Mitra, Tanushree, and Eric Gilbert. “The language that gets people to give: Phrases that predict success on kickstarter.” Proceedings of the 17th ACM conference on Computer supported cooperative work & social computing. ACM, 2014.
In this paper, Mitra and Gilbert present an exciting analysis of text from 45K, Kickstarter project pitches. The authors describe a method to clean the text from the project pitches and subsequently use 20K phrases from these pitches along with 59 control variables to train a penalized logistic regression model and predict the funding outcomes for these projects. The results presented in the paper suggest that the text of the project pitches plays a big role in determining whether or not a project will meet its crowdfunding goal. Later on the authors discuss, how the top phrases (best predictors) can be understood using principles like, reciprocity, scarcity, social proof and social identity from the domain of social psychology.

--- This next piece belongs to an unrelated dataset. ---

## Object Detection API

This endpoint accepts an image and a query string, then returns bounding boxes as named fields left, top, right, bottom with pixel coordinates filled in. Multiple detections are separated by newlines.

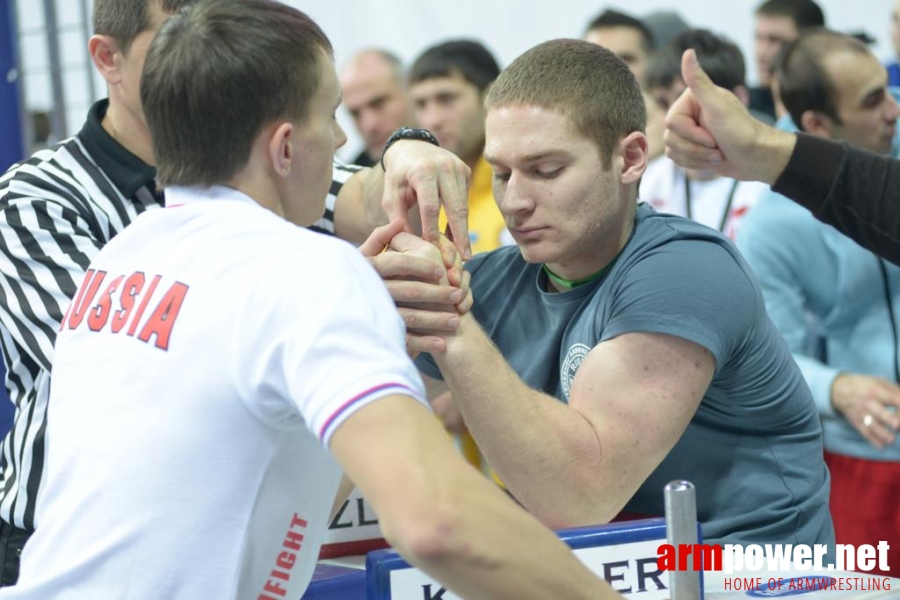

The approach is interesting and suggests that the “persuasiveness” of language used to describe an artefact significantly impacts the prospects of it being bought. Since there have been close to 257K projects on Kickstarter, I feel now is a good time to validate the results presented in the paper. By validation, I mean to assess whether the top phrases that were discovered to predict a successfully funded project have appeared in the pitches of projects that met there funding goals since August 2012. Also, if this is true for projects that didn’t meet there funding goals. Additionally, repeating the study might be a good idea, as there are considerably more projects (i.e., more data to fit) and “hopefully” better modeling techniques (deep neural nets?). Repeating the study might also give us insights into how the predictor phrases have changed in the last 5 years.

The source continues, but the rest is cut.